I guess a workaround would be to add an alias to everyone's .bashrc to force the flag all the time ( will that work? ). It still relies on someone in the organization to a) be smart enough to realize they can do that b) remember to add it by default to everyone's bash.

I do think this is a serious security concern. Many drupal sites are running on shared hosts and whether they're dedicated machines or not, you still run the risk of many users on one system. The threat threshold seems fairly high.

Thanks for your efforts, I'll climb off my soapbox now. :)

If this issue were fixed, it would probably also take care of #1103416: Drush does not correctly shell-escape certain special characters (e.g. in mysql db passwords).

This issue comes up when I'm using Drush as part of my deploy scripts. Essentially I have to pass Drush my MySQL credentials in the open and like the original poster mentioned, they become visible via the ps command and in the shell history.

Because I'm most concerned with deploys I think the solution could be limited to situations where there aren't already db credentials in a site, like durring install. During these install operations maybe Drush should give you the option to use a flag which would cause the command to read the db credentials from some standard locations like ~/.my.cnf and other (http://dev.mysql.com/doc/refman/5.1/en/option-files.html). I'm just spelling this out here since I hadn't seen any activity on this issue in a while and also wasn't sure if the above patches tackle the site-install scenario.
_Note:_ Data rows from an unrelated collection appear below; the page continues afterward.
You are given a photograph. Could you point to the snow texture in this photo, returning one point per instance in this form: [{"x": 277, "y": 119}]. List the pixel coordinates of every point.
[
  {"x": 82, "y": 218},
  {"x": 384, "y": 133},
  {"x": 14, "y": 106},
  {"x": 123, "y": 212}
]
My remote sites are hosted on virtual private servers; in this environment, credential leaks are not an issue, because there are no other users on the system who might examine the process list, etc.

To make progress, we need someone to make a patch. I'll help with testing & will answer questions, but I'm not likely to have time to fix the whole thing by myself.

This issue was marked closed (won't fix) because Drush has moved to Github.

If desired, you may copy this bug to our Github project and then post a link here to the new issue. Please also change the status of this issue to closed (duplicate).

Please ask support questions on Drupal Answers.

I've copied this issue to the github project:
https://github.com/drush-ops/drush/issues/365

FYI, this is now fixed in Drush (master branch). Will be included in Drush 7. See https://github.com/drush-ops/drush/issues/365

@moshe weitzman: Thanks for the notice. I'll try it out soon.